> On 7 May 2003, petter wahlman wrote:
>
> >
> > It seems like nobody belives that there are any technically valid
> > reasons for hooking system calls, but how should e.g anti virus
> > on-access scanners intercept syscalls?
> > Preloading libraries, ptracing init, patching g/libc, etc. are
> > obviously not the way to go.
> >
>
> Well, for a system wide system call hook, a kernel mechanism is necessary
> (and useful too IMHO). However for our usage (MPI) it is enough to know
> when the current process calls either sbrk(-n) or munmap glibc functions,
> thus it is sufficient to implement some kind of callback functionality for
> certain glibc functions, sort of like the malloc/free hooks but on a more
> general basis since some applications doesn't use malloc/free but
> implement their own alloc/free algorithms using the syscalls (one example
> is f90 apps).
>
> Ideas anyone ?
I think the complete list of functions to be hooked needs to be at least:
mmap(MAP_FIXED), munmap, sbrk(-n), shmat, shdt. The mapping cases
are needed because a mmap(MAP_FIXED) can implicitly unmap an area under
them, before the new address is used.
This is not a kernel issue as this is purely a user space problem,
the kernel provides all of the necessary functionality.

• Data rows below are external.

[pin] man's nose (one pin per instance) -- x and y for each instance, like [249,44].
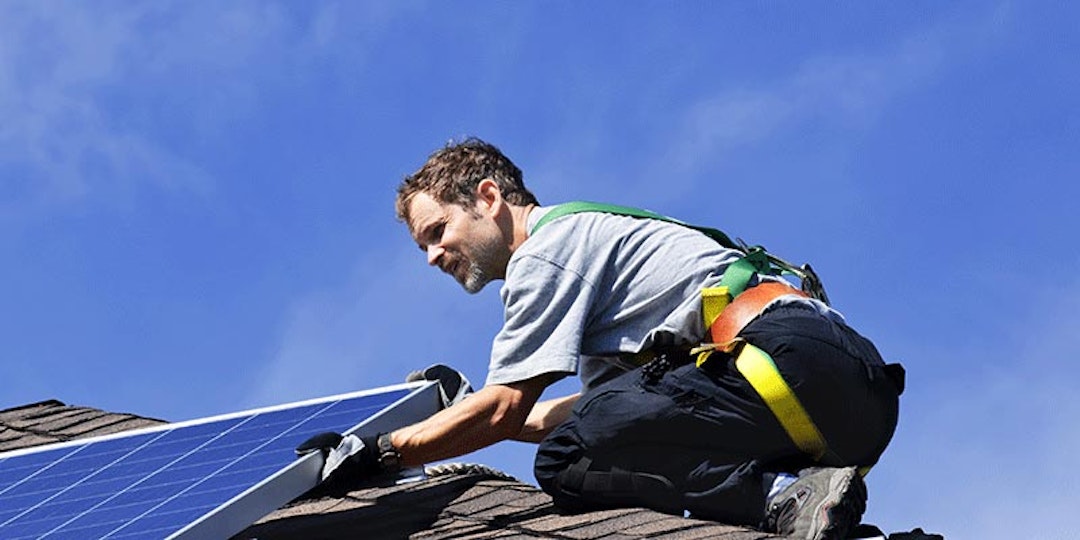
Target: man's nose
[434,252]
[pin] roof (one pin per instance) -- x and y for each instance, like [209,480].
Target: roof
[459,502]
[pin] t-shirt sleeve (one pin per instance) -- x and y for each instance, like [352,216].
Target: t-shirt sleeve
[545,309]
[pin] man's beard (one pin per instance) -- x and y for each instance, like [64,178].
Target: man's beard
[475,277]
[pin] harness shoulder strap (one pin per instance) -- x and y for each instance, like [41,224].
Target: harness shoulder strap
[738,275]
[579,206]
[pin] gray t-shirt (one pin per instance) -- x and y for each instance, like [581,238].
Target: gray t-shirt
[590,287]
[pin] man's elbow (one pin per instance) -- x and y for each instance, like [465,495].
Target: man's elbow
[514,403]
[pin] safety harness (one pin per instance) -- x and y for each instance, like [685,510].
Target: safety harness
[755,365]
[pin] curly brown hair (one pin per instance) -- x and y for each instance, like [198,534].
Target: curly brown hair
[450,175]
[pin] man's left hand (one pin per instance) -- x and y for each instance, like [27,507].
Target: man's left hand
[347,458]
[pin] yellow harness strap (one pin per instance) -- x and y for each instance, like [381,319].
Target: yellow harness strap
[761,373]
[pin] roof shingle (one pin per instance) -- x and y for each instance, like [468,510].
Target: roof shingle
[464,503]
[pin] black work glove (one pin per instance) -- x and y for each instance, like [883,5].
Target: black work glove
[347,459]
[453,385]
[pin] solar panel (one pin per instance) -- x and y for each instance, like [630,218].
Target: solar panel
[202,478]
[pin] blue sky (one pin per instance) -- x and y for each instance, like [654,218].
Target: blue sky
[196,200]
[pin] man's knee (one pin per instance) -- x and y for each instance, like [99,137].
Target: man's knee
[580,487]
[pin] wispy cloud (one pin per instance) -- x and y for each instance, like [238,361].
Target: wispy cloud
[102,103]
[393,314]
[59,143]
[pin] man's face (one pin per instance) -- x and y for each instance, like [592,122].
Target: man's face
[462,244]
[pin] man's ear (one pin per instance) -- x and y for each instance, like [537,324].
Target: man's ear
[488,196]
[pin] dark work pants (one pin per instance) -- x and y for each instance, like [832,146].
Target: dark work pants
[701,440]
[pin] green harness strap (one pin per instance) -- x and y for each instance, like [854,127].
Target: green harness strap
[737,277]
[756,366]
[579,206]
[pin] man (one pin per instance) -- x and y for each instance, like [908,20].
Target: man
[597,295]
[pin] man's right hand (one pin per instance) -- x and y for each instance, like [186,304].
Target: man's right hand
[453,385]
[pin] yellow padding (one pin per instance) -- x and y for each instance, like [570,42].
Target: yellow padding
[761,373]
[713,301]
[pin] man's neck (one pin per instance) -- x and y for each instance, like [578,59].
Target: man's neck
[520,218]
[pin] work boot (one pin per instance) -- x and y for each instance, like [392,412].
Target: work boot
[824,503]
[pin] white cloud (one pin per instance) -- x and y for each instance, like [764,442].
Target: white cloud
[58,143]
[90,94]
[393,314]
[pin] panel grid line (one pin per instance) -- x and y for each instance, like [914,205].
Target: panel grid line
[81,481]
[199,478]
[148,476]
[204,478]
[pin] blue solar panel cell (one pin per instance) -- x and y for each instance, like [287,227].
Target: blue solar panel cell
[154,483]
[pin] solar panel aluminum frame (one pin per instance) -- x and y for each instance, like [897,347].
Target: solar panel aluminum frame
[304,474]
[291,481]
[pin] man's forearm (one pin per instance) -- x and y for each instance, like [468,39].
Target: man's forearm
[544,417]
[493,414]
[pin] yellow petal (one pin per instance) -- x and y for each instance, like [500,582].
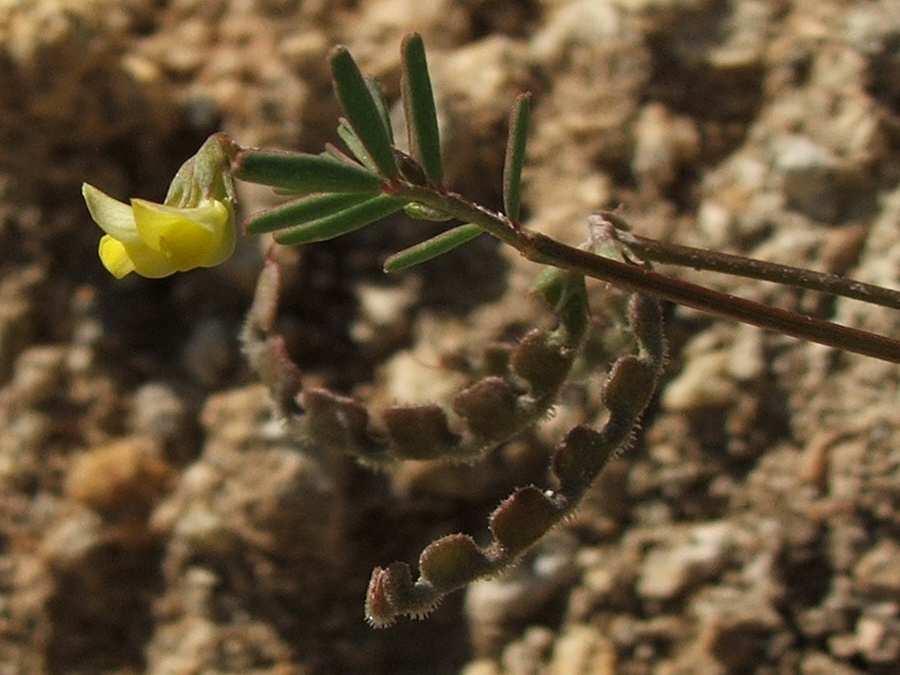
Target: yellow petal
[114,257]
[113,216]
[122,259]
[188,237]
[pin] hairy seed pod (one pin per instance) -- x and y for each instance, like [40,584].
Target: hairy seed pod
[452,561]
[523,518]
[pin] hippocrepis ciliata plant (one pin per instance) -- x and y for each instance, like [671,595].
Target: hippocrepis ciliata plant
[337,192]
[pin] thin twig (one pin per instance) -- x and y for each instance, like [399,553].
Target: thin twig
[725,263]
[541,249]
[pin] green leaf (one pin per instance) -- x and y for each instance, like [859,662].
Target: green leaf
[418,105]
[419,211]
[384,110]
[341,223]
[302,173]
[362,111]
[356,147]
[308,209]
[432,248]
[515,156]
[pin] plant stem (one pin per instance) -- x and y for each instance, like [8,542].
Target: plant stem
[713,261]
[541,249]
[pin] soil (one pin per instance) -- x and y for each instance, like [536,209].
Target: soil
[155,517]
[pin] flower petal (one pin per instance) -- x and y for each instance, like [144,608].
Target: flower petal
[187,237]
[114,258]
[114,217]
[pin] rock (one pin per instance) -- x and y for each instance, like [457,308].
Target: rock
[685,559]
[878,571]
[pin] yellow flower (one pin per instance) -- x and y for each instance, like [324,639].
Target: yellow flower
[193,228]
[156,240]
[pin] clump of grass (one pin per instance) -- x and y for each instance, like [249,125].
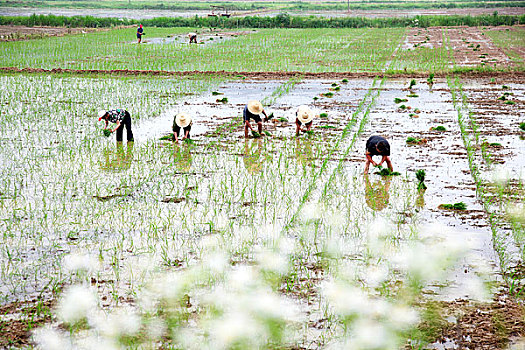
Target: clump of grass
[455,206]
[439,128]
[415,141]
[399,100]
[420,176]
[385,171]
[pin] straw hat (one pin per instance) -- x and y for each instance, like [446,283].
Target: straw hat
[101,113]
[305,114]
[255,107]
[182,120]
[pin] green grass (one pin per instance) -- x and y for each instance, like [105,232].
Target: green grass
[315,50]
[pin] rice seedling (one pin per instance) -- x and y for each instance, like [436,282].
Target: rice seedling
[460,206]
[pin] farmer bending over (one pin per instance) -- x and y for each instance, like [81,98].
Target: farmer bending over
[122,118]
[253,110]
[140,33]
[377,146]
[303,116]
[193,37]
[182,126]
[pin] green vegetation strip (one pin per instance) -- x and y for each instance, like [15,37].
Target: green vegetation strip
[282,20]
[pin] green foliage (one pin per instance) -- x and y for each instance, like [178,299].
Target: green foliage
[455,206]
[385,171]
[283,20]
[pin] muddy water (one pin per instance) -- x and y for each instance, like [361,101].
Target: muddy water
[447,174]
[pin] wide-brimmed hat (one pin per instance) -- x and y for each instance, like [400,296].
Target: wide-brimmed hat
[101,113]
[305,114]
[255,107]
[182,120]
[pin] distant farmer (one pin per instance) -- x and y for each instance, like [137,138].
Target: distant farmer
[377,146]
[253,110]
[182,126]
[303,116]
[122,118]
[140,33]
[193,37]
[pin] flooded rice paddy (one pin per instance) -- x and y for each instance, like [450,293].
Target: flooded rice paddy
[76,207]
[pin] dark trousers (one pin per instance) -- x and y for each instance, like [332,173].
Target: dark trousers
[126,122]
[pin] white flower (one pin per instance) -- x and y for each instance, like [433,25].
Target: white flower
[76,304]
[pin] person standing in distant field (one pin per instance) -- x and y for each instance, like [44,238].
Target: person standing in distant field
[122,118]
[377,146]
[140,33]
[193,37]
[253,110]
[303,116]
[183,123]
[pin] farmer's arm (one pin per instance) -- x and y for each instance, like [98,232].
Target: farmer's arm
[118,125]
[369,159]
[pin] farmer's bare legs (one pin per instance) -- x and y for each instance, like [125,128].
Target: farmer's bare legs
[388,162]
[368,161]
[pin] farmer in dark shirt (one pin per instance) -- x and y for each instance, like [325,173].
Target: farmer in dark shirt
[140,32]
[183,123]
[303,116]
[377,146]
[122,118]
[193,37]
[253,110]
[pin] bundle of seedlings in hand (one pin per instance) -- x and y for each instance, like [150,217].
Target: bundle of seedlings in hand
[420,176]
[455,206]
[385,171]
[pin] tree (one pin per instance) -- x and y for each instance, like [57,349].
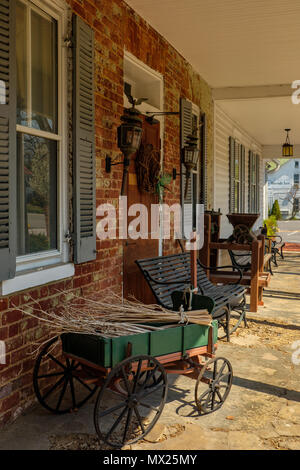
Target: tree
[276,210]
[291,197]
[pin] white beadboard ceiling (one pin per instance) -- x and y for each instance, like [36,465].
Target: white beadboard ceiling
[231,42]
[266,119]
[238,43]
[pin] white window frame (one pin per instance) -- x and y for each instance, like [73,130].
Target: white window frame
[49,266]
[57,9]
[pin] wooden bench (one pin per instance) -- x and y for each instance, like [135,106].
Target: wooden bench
[167,274]
[255,278]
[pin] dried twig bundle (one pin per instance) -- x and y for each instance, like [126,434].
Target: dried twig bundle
[111,317]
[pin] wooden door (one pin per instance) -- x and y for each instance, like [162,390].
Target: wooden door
[134,282]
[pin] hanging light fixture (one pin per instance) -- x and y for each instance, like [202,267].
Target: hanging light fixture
[190,157]
[287,148]
[129,140]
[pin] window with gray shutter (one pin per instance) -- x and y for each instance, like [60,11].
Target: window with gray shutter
[203,164]
[243,179]
[257,183]
[7,140]
[186,128]
[237,175]
[84,178]
[254,182]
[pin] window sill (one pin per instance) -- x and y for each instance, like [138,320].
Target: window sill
[37,278]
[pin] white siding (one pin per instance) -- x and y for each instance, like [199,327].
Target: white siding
[224,128]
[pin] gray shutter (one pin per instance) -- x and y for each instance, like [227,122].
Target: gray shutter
[186,128]
[203,189]
[250,205]
[84,177]
[231,175]
[243,178]
[257,184]
[8,183]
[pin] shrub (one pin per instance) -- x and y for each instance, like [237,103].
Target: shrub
[272,226]
[276,210]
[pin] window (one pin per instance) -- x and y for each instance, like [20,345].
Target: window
[254,192]
[34,127]
[38,131]
[237,176]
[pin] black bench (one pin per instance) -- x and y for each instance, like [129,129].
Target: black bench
[167,274]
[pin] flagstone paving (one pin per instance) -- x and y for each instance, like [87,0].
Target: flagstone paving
[261,412]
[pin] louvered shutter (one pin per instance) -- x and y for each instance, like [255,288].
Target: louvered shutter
[231,175]
[257,184]
[243,178]
[84,178]
[250,187]
[186,128]
[203,189]
[8,183]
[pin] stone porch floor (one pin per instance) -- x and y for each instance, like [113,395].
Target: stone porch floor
[261,412]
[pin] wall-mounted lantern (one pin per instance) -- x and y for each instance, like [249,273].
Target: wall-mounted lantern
[287,148]
[190,158]
[129,141]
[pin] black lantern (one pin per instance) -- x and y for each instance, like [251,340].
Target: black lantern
[190,158]
[129,140]
[287,148]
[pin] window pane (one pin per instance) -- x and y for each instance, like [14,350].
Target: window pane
[37,194]
[22,117]
[44,72]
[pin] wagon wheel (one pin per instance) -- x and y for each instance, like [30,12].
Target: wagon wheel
[58,382]
[129,404]
[213,385]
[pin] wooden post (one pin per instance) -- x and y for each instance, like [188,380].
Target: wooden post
[254,291]
[194,279]
[204,253]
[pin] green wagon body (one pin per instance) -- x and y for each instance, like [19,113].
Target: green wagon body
[108,353]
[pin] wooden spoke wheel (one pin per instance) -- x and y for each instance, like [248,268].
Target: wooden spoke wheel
[130,401]
[59,381]
[213,385]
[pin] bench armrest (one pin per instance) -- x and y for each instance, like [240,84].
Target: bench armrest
[234,268]
[164,283]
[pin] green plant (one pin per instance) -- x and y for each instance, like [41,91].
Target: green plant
[164,180]
[272,225]
[276,210]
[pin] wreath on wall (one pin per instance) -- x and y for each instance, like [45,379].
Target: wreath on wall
[147,166]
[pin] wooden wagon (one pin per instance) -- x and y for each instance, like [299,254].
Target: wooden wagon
[130,373]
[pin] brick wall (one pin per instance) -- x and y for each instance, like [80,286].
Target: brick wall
[116,27]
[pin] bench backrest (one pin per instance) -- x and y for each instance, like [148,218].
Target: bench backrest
[172,268]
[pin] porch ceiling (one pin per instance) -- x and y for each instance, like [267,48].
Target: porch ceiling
[231,42]
[266,119]
[244,49]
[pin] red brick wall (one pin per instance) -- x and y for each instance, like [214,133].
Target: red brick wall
[116,27]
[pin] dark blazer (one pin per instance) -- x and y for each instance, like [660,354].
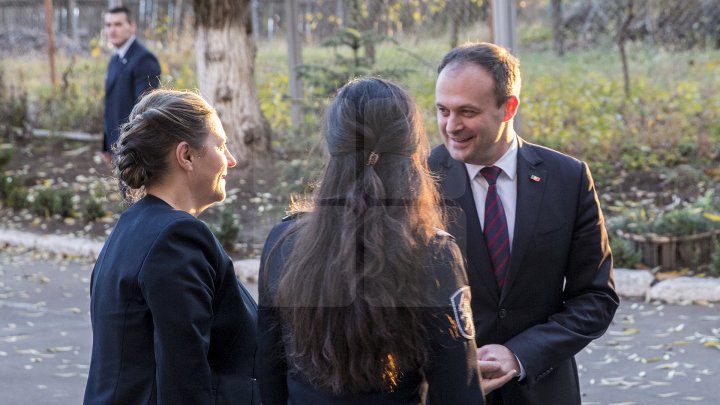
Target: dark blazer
[452,376]
[559,292]
[171,323]
[127,79]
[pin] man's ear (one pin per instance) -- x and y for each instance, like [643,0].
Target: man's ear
[511,106]
[184,156]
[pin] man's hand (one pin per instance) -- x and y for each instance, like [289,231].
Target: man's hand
[497,365]
[488,370]
[106,157]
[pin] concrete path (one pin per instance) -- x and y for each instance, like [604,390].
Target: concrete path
[654,353]
[629,283]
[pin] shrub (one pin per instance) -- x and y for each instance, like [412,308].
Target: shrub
[92,210]
[5,157]
[714,269]
[48,202]
[13,193]
[624,253]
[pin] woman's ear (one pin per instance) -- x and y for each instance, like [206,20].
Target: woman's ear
[183,155]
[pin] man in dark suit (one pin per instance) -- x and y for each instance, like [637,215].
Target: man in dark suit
[530,225]
[132,70]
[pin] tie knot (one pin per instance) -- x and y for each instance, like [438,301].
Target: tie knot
[491,173]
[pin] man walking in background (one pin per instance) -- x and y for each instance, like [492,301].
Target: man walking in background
[133,69]
[530,225]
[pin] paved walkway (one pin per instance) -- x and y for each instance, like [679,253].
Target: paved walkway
[629,283]
[654,353]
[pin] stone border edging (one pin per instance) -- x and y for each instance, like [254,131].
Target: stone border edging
[680,290]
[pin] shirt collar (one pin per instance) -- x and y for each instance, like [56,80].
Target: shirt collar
[123,49]
[507,162]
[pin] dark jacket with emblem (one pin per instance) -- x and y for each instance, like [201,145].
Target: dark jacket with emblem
[559,291]
[452,376]
[127,79]
[171,323]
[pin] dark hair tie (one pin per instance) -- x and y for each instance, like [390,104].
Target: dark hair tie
[373,158]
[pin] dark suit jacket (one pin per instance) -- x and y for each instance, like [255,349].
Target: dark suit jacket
[171,323]
[559,292]
[127,79]
[452,376]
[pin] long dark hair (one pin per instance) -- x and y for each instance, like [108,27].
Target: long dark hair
[354,283]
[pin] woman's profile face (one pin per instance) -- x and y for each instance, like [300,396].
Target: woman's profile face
[212,165]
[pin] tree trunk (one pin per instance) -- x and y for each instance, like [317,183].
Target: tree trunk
[225,54]
[51,39]
[625,17]
[558,33]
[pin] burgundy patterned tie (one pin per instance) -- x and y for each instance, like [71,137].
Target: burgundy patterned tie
[495,227]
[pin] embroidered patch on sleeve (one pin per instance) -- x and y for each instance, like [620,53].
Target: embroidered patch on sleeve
[463,312]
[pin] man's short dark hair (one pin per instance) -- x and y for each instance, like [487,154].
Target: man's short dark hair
[496,60]
[121,9]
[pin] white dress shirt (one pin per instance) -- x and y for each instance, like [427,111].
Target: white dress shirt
[507,190]
[506,187]
[120,52]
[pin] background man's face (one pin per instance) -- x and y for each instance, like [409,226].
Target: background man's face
[118,29]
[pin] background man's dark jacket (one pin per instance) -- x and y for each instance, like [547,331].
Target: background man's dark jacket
[127,79]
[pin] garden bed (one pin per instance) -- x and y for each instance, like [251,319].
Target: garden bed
[675,252]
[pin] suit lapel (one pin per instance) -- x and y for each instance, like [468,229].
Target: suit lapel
[531,182]
[467,230]
[112,74]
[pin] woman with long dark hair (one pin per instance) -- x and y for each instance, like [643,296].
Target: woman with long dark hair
[363,299]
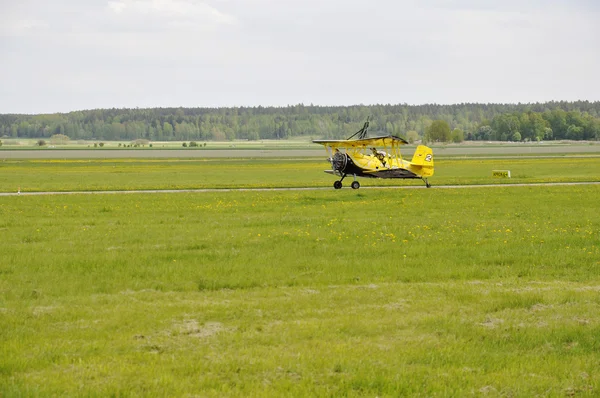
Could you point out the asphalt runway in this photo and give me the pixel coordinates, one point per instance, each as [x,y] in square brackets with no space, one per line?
[215,190]
[318,151]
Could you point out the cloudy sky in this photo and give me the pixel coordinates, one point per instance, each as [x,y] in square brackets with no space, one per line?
[64,55]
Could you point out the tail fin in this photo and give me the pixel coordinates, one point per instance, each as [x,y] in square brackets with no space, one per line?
[423,156]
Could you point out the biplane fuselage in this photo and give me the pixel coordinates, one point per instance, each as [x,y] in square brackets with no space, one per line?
[377,157]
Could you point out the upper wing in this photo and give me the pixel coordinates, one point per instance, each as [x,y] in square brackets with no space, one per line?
[382,141]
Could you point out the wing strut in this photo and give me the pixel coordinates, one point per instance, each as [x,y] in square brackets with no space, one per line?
[362,133]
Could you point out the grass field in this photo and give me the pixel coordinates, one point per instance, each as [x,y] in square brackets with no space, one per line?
[351,293]
[453,292]
[127,174]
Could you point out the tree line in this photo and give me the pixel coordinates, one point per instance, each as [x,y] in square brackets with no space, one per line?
[578,120]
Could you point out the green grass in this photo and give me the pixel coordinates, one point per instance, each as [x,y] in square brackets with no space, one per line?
[126,174]
[377,292]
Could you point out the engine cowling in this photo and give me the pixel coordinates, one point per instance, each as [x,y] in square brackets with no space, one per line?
[339,161]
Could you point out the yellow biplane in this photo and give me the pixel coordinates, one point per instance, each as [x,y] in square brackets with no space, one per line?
[375,157]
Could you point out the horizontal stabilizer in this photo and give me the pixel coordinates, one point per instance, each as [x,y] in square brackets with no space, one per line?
[423,156]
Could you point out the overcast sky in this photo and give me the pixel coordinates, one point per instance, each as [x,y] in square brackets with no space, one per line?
[65,55]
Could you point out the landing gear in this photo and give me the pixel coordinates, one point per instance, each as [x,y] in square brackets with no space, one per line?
[338,184]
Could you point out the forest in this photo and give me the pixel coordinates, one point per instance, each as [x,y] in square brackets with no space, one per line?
[556,120]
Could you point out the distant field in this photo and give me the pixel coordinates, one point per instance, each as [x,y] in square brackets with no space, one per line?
[132,174]
[25,149]
[317,293]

I suspect what is needed is something like:
int on_unmap(void (*func)(void *start, size_t length, void *), void *arg);
With the function called before the unmap actually occurs, that way
the multi thread case is safe. It needs to be built so that multiple libraries
can cooperate cleanly.
Ulrich what do you think. Is the above function reasonable?
Something like it is needed to manage caches of pinned memory for high
performance kernel bypass libraries.